Le SBU a parcouru un long chemin depuis fin février 2014, lorsqu’il a été dévasté par l’ancien président Viktor Ianoukovitch à la suite de la révolution Euromaïdan. Avant de s’enfuir, Ianoukovitch a ordonné un raid contre l’agence, ses agents volant des secrets d’État cruciaux et brûlant ce qu’ils ne pouvaient pas emporter en voiture ou en hélicoptère.

Le SBU, déjà aux prises avec des problèmes de confiance, a connu d’importantes défections au printemps et à l’été de cette année-là, lorsque la Russie a annexé la Crimée et pris le contrôle de villes de l’est de l’Ukraine.

En tant que nouveau directeur du SBU à l’époque, Nalyvaichenko a hérité d’une agence fracturée et criblée d’espions fidèles au Kremlin. Des milliers d’agents étaient soupçonnés de collaboration. Une purge a suivi, les autorités arrêtant un grand nombre de leurs propres espions et ouvrant des enquêtes pour trahison.

“Nous sommes partis de zéro, des dossiers opérationnels brûlés dans notre cour du SBU”, a-t-il déclaré.

Nalyvaichenko a déclaré que Kiev avait fait venir des agents plus jeunes et patriotiques dont l’allégeance était au territoire situé à l’intérieur des frontières ukrainiennes internationalement reconnues de 1991.

Valéry Trankovski
Valéry Trankovski © Valéry Trankovsky/Telegram
Images satellite de voitures ensevelies sur le pont de Kertch
Le pont endommagé de Kertch en Crimée © DigitalGlobe/Getty Images

Depuis le début de l’invasion à grande échelle de la Russie il y a près de trois ans, il ne s’est pas passé un mois sans qu’un responsable russe impliqué dans l’effort de guerre ne soit éliminé par les agents du SBU.
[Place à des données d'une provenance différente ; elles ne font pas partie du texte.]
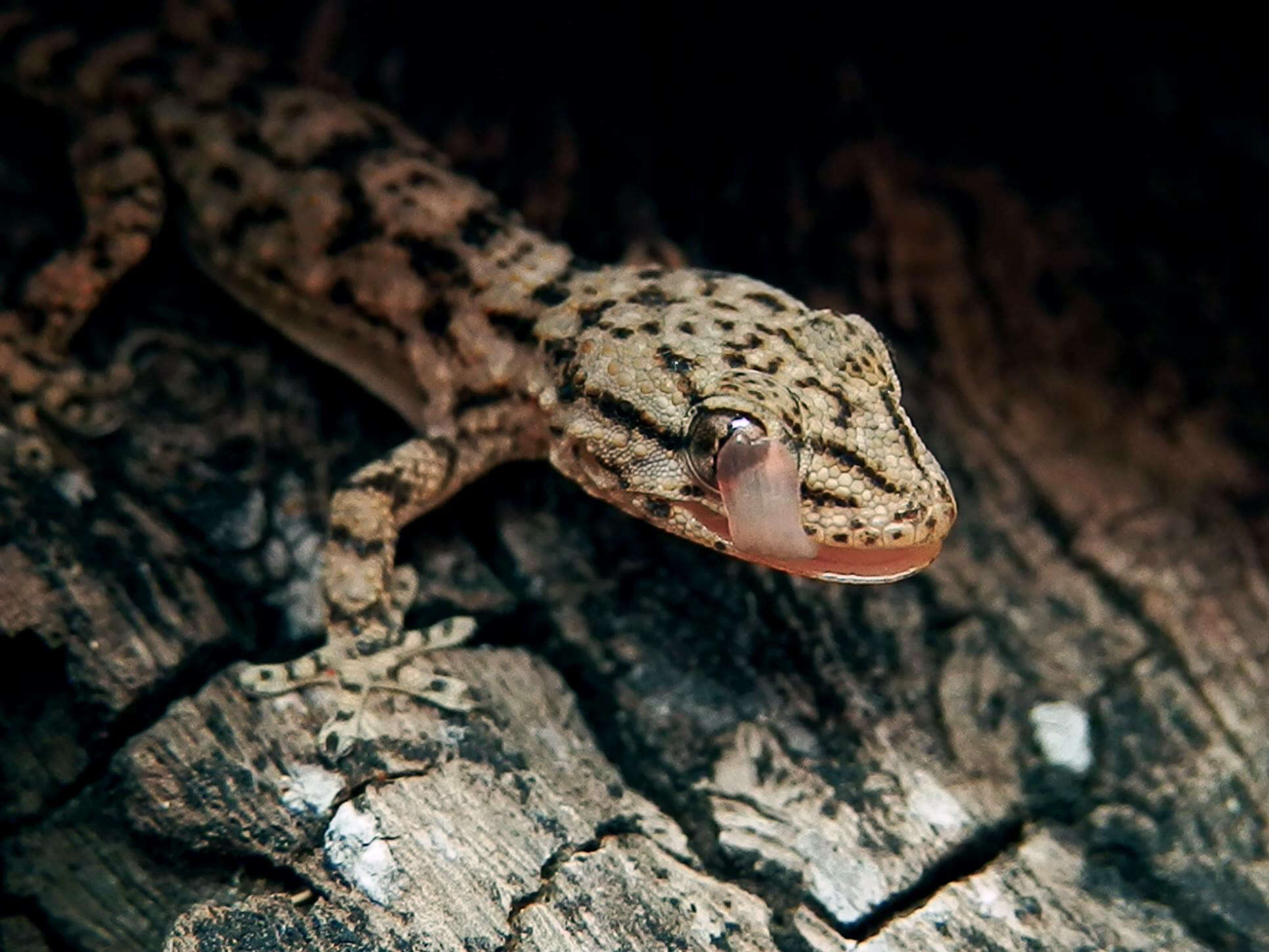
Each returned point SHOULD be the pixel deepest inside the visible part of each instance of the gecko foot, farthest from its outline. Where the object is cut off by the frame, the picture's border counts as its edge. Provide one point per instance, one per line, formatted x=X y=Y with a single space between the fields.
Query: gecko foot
x=357 y=675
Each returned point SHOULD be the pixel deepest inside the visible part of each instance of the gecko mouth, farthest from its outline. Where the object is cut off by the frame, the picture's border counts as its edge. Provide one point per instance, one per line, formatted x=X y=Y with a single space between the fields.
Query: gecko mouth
x=872 y=565
x=759 y=485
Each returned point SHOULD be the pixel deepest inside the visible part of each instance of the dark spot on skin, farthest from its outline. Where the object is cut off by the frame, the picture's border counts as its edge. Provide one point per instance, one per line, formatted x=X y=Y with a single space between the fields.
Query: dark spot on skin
x=478 y=229
x=674 y=362
x=589 y=315
x=467 y=399
x=550 y=295
x=768 y=301
x=626 y=414
x=823 y=498
x=340 y=294
x=359 y=226
x=347 y=149
x=658 y=508
x=436 y=319
x=560 y=353
x=429 y=261
x=650 y=296
x=363 y=547
x=519 y=327
x=249 y=219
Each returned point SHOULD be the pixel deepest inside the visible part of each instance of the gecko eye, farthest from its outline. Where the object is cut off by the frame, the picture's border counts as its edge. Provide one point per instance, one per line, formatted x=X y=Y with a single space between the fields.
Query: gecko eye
x=706 y=436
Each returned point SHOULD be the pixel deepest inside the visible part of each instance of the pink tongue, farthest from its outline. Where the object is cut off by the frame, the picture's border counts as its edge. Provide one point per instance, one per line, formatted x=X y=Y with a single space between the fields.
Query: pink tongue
x=759 y=486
Le mois dernier, le SBU a revendiqué le meurtre de Valery Trankovsky, chef d’état-major de la 41e brigade de missiles de la flotte russe de la mer Noire, dans un attentat à la voiture piégée en Crimée occupée.

Mais il arrive parfois que le mérite soit attribué à son agence sœur, la direction du renseignement militaire connue sous le nom de GUR. Sous la direction de son énigmatique chef Kyrylo Budanov, l’unité a également mené des opérations secrètes et des assassinats bien au-delà des lignes ennemies.

Les deux agences rivalisent pour le droit de se vanter, chacune essayant de surpasser l’autre en assassinant des responsables de haut rang ou en frappant des cibles militaires plus importantes, de plus en plus profondément en Russie. Parfois, ils collaborent.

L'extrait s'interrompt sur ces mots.